Mads Viktor talks about Peakon’s journey from addressing their startup peers to serving enterprises. When they got their first enterprise client, they built the product around their requirements and they found out that some of the startup mythology didn’t apply to enterprise software acquisition.
A minimum viable product? Well, if it doesn’t deliver on the key parameters for the enterprise, they don’t buy it. That’s a full-stop.
Another thing. When your product is used by hundreds of people in large organizations, there’s a limit to the frequency of how often and how much should you change your product—even though you may feel it’s very important to get your latest inventions into the hands of your users to demonstrate your progress and stay ahead of the competition.
The enterprise bought your product because it solves an important task and spent time getting people to use it. Every time you change the product, the users have to dedicate time to get familiar with the new features. A solution to accommodate fast development without destroying your UX is to release new functionality in an “app store.” Then the customer can add new stuff when they’re ready for it. Another solution is to release and test functionality to a selected group of users.

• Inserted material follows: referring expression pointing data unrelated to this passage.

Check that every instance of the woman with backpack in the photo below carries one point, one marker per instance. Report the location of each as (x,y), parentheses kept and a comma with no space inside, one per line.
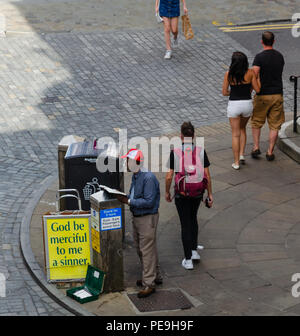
(190,165)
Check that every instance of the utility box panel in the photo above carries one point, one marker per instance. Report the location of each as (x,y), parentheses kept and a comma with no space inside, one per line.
(81,173)
(107,236)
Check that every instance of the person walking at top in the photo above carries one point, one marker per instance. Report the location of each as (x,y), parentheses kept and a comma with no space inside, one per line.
(241,80)
(268,66)
(169,10)
(186,163)
(144,199)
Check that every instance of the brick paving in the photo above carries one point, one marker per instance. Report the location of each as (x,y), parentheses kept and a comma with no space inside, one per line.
(88,84)
(90,15)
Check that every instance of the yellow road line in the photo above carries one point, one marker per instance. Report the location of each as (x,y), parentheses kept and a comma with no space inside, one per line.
(259,26)
(254,29)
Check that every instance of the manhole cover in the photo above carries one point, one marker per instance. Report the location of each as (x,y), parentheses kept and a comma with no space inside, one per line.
(50,100)
(161,300)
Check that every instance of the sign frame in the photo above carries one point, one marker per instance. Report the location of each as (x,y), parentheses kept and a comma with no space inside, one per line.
(46,245)
(101,217)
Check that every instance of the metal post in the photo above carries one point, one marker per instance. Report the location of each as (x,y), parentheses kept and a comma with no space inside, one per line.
(295,80)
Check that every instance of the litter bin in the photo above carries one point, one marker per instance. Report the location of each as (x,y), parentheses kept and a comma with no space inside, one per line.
(81,173)
(107,236)
(62,149)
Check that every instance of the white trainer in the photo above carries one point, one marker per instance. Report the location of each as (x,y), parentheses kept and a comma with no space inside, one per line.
(168,54)
(195,255)
(187,264)
(176,42)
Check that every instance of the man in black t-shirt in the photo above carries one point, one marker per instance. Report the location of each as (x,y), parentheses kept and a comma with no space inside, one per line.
(268,104)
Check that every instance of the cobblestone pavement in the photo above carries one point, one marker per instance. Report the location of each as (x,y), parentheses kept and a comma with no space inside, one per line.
(88,15)
(88,84)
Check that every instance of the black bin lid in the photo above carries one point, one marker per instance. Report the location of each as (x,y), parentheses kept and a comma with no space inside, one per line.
(81,150)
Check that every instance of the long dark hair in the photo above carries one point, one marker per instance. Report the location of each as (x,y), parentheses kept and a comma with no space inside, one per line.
(238,68)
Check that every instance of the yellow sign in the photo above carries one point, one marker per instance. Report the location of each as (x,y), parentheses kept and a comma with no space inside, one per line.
(68,250)
(95,227)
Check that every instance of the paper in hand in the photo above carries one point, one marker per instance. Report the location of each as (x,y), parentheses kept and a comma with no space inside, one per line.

Viktor recommends only one or two major updates every year to keep all users on board. That’s the “turtle approach,” also used by EasyPractice. And then, stay true to your product vision, so you have a guiding principle for removing all that junk you eventually tend to add to your product because someone requested it.
The machine-vs-humans-thing? Viktor says: “Data only tell what people do, not why they do it.” So, find out what’s behind the lack of usage before you tweak a specific piece of functionality.